The first of the types of wine glasses are red wine glasses. Red wine glasses tend to be wider and taller so that the complexities of red wine can be better savored when drinking from them. The first type of red wine glass is the Bordeaux. Bordeaux wine glasses are made with rich, full-bodied wines, such as Merlots and Cabernets, in mind. Bordeaux glasses have a wide bowl that lets the wine breathe and also brings out the rich aroma of the wine. The glass’s height allows the wine to proceed directly to the back of your mouth, providing maximum flavor. Next you have the Burgundy glass, which is better suited for Pinot Noir wines. Burgundy glasses are larger than Bordeaux glasses, with a large bowl that directs the wine to the tip of your tongue so that you can better taste its sweetness.
The second of the types of wine glasses are white wine glasses. White wine glasses tend to be smaller than red wine glasses in order to keep the white wine at a cooler temperature. If you are drinking a crisp, young white, you should have a glass with an opening that’s just a bit larger than the actual body of the glass. This will direct the wine to the tip and sides of your tongue, allowing you to better taste the sweetness of the wine.
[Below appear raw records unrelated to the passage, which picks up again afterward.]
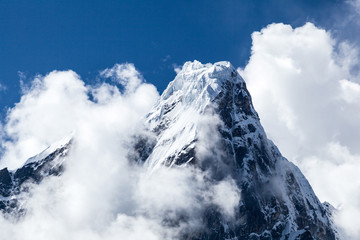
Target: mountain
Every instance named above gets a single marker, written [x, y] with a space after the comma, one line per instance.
[47, 163]
[205, 119]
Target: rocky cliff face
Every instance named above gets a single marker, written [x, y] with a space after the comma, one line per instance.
[277, 201]
[205, 119]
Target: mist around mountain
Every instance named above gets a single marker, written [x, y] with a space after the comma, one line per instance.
[193, 163]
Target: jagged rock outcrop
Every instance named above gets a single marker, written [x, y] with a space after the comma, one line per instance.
[205, 119]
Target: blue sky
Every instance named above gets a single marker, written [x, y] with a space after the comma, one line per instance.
[37, 37]
[302, 72]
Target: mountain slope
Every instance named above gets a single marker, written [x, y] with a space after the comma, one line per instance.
[205, 120]
[47, 163]
[277, 201]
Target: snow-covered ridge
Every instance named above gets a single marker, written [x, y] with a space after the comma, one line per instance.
[198, 84]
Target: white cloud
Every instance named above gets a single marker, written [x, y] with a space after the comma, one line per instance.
[304, 88]
[177, 68]
[100, 195]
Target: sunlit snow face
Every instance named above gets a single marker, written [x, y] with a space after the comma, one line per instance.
[101, 195]
[305, 87]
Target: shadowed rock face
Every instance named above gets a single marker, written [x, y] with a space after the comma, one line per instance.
[277, 201]
[12, 183]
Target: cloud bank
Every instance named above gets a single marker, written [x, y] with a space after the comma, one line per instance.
[305, 87]
[101, 195]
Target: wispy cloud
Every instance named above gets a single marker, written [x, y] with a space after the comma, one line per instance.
[306, 93]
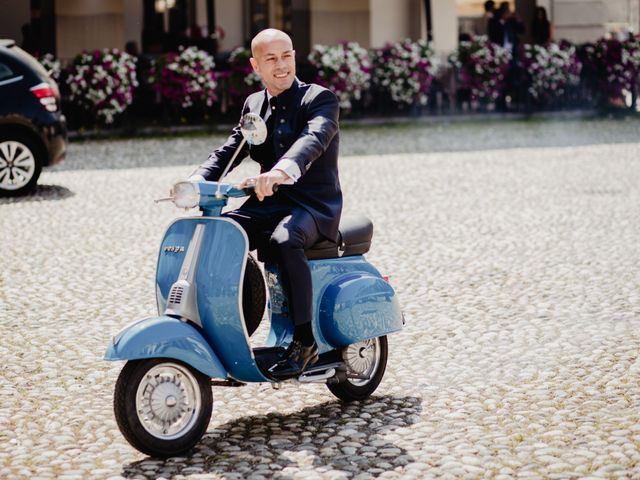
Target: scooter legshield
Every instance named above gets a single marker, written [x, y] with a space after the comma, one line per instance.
[165, 337]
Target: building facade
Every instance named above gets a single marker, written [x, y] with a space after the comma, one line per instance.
[66, 27]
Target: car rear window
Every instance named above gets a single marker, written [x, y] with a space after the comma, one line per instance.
[5, 71]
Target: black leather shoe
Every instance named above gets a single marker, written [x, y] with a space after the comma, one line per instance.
[296, 358]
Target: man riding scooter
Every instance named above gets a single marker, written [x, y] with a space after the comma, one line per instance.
[300, 157]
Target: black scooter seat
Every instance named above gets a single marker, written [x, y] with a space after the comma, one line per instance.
[354, 233]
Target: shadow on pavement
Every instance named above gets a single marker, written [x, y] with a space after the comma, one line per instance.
[41, 193]
[330, 436]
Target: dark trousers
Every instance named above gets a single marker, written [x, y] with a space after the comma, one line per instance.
[286, 230]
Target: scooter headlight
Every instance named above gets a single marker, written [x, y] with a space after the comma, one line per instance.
[186, 195]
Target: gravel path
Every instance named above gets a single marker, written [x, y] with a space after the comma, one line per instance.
[517, 269]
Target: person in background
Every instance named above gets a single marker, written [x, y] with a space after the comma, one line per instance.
[300, 155]
[541, 27]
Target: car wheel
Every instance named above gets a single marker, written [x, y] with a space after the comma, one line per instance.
[20, 165]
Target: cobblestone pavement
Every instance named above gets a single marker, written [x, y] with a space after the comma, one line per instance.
[518, 271]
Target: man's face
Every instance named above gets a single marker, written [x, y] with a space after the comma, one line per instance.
[275, 62]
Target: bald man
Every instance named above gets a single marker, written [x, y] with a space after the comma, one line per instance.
[301, 156]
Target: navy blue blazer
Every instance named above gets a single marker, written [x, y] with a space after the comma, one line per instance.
[305, 131]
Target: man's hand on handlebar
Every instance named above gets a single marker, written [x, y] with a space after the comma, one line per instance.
[265, 182]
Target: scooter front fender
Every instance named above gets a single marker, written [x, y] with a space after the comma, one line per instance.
[165, 337]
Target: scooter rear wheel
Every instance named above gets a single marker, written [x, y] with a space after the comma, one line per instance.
[366, 359]
[162, 406]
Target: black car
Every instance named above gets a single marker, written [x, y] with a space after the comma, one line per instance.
[33, 131]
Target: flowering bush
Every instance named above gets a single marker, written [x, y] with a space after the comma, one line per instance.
[482, 67]
[102, 83]
[344, 68]
[615, 63]
[404, 70]
[551, 69]
[51, 65]
[241, 79]
[187, 78]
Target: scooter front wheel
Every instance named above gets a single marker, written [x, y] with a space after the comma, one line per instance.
[162, 406]
[366, 363]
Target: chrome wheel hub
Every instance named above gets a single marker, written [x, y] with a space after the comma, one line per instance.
[362, 360]
[168, 401]
[17, 165]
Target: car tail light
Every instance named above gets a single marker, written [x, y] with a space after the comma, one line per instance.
[46, 94]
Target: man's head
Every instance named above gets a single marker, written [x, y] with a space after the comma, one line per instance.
[274, 59]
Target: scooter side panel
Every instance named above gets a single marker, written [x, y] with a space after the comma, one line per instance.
[166, 337]
[351, 302]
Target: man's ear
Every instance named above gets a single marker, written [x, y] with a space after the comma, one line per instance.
[254, 64]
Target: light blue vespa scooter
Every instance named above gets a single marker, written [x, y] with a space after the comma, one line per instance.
[211, 296]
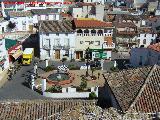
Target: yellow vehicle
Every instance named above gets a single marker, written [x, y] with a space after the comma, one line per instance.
[27, 56]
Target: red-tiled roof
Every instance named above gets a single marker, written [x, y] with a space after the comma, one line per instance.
[155, 47]
[91, 23]
[148, 100]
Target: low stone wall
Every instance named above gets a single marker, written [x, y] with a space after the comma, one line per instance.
[71, 93]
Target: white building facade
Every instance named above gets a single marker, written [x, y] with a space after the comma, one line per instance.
[56, 45]
[22, 20]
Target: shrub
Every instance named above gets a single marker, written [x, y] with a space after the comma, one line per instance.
[49, 68]
[92, 96]
[54, 89]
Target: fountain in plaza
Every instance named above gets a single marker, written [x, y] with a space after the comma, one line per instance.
[61, 77]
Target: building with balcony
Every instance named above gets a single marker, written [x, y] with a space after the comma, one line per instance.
[95, 34]
[22, 19]
[45, 14]
[146, 36]
[57, 40]
[126, 34]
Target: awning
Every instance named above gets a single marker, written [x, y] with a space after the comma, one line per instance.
[17, 54]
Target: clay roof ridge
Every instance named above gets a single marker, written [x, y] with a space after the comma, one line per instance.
[142, 88]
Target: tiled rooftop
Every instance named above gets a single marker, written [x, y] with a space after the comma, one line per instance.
[38, 109]
[56, 26]
[144, 30]
[125, 24]
[155, 47]
[126, 84]
[148, 100]
[91, 23]
[19, 13]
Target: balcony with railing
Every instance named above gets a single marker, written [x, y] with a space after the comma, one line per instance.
[61, 46]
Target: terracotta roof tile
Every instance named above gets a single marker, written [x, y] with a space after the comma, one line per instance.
[20, 13]
[149, 100]
[126, 84]
[125, 24]
[56, 26]
[155, 47]
[91, 23]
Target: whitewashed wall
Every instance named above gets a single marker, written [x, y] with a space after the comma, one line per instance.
[62, 37]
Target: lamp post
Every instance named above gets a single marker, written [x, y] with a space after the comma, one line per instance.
[87, 55]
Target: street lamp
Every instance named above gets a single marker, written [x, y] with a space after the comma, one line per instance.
[87, 56]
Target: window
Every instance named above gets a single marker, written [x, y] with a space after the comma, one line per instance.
[97, 43]
[144, 41]
[87, 42]
[47, 17]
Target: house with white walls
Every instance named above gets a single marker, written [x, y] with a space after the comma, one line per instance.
[45, 14]
[22, 19]
[145, 56]
[146, 36]
[95, 34]
[4, 59]
[57, 40]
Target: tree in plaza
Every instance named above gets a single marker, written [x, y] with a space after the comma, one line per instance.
[11, 25]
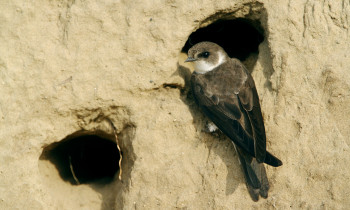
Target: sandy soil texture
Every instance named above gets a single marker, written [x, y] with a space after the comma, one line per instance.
[69, 68]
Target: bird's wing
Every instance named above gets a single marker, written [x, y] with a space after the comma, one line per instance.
[249, 100]
[237, 116]
[226, 112]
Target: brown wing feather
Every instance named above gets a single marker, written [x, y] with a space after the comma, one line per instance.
[250, 101]
[237, 117]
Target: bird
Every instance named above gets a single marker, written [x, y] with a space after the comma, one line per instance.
[225, 91]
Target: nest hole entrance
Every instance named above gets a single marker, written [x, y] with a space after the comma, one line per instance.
[239, 37]
[84, 159]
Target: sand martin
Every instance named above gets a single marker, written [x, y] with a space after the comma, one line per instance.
[225, 91]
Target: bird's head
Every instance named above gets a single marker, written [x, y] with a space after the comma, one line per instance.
[206, 56]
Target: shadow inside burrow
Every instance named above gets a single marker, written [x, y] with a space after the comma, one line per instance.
[92, 158]
[241, 39]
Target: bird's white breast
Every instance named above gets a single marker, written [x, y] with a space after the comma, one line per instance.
[202, 66]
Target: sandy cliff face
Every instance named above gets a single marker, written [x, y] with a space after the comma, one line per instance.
[74, 66]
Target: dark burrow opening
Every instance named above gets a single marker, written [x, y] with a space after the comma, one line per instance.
[239, 37]
[84, 158]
For mature white wines, you need a straighter, taller glass that directs the wine to the rear and sides of your tongue, allowing you to better taste the bold flavor of a well-aged white.
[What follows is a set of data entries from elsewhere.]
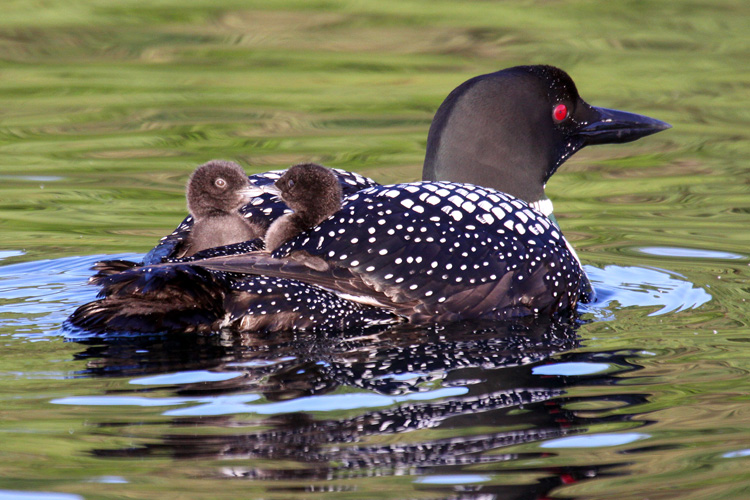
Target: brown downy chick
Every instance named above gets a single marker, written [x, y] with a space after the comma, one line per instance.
[215, 193]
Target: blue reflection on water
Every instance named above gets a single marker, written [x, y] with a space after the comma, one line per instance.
[690, 253]
[36, 495]
[595, 440]
[625, 286]
[226, 405]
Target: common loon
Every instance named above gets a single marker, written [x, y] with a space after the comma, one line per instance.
[215, 193]
[471, 241]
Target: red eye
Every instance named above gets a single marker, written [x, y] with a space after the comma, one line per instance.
[560, 112]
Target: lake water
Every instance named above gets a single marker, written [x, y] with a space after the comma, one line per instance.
[107, 106]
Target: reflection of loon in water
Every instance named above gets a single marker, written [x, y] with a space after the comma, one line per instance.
[496, 400]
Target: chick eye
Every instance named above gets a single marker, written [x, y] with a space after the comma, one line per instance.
[560, 112]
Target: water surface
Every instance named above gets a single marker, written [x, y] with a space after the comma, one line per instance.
[105, 109]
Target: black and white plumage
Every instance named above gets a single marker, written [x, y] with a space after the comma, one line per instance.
[435, 251]
[431, 252]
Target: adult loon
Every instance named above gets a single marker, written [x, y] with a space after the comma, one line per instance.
[464, 245]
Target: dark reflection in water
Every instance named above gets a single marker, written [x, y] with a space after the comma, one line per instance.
[495, 400]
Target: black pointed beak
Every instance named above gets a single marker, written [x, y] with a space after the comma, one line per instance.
[613, 127]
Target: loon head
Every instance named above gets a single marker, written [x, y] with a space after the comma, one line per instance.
[510, 130]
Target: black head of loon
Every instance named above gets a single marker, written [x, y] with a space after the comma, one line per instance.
[215, 193]
[313, 192]
[510, 130]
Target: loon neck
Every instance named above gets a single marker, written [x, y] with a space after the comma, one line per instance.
[543, 205]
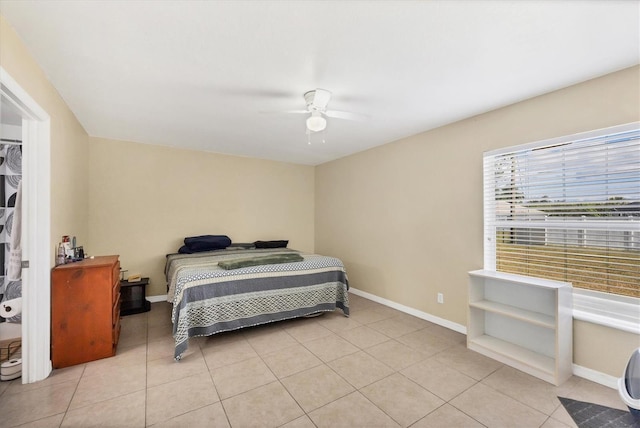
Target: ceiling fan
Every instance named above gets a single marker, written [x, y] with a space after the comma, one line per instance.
[317, 101]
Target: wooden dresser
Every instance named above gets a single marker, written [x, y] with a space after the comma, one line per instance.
[85, 310]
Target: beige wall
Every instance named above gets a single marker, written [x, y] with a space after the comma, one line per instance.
[69, 149]
[145, 199]
[406, 217]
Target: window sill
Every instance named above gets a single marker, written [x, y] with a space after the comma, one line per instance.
[609, 310]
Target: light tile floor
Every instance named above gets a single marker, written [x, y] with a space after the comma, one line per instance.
[380, 367]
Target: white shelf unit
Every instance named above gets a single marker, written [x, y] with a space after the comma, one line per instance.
[523, 322]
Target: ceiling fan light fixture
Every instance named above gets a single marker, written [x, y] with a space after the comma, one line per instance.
[316, 123]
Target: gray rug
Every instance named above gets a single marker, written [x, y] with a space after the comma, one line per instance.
[589, 415]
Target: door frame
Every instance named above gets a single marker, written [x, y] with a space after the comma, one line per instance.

There are other types of wine glasses to consider as well. Champagne flutes, obviously designed with champagne in mind, are thin and tall, allowing the obligatory bubbles in the champagne to build up properly. Dessert wines and other sweet wines are best enjoyed with smaller glasses that direct the wine to the back of your mouth so the wine’s sweetness doesn’t overwhelm you. Rose glasses, whose function is once again obvious, are like white wine glasses in that they are a bit smaller than red wine glasses, with wider bodies designed to allow the aroma of the rose to better develop.
Don’t get too overwhelmed with the different types of wine glasses, though. Many wine drinkers simply have one type of wine glass to enjoy the different varietals and never know the difference. The types that are out there are simply there to make your wine experience even better!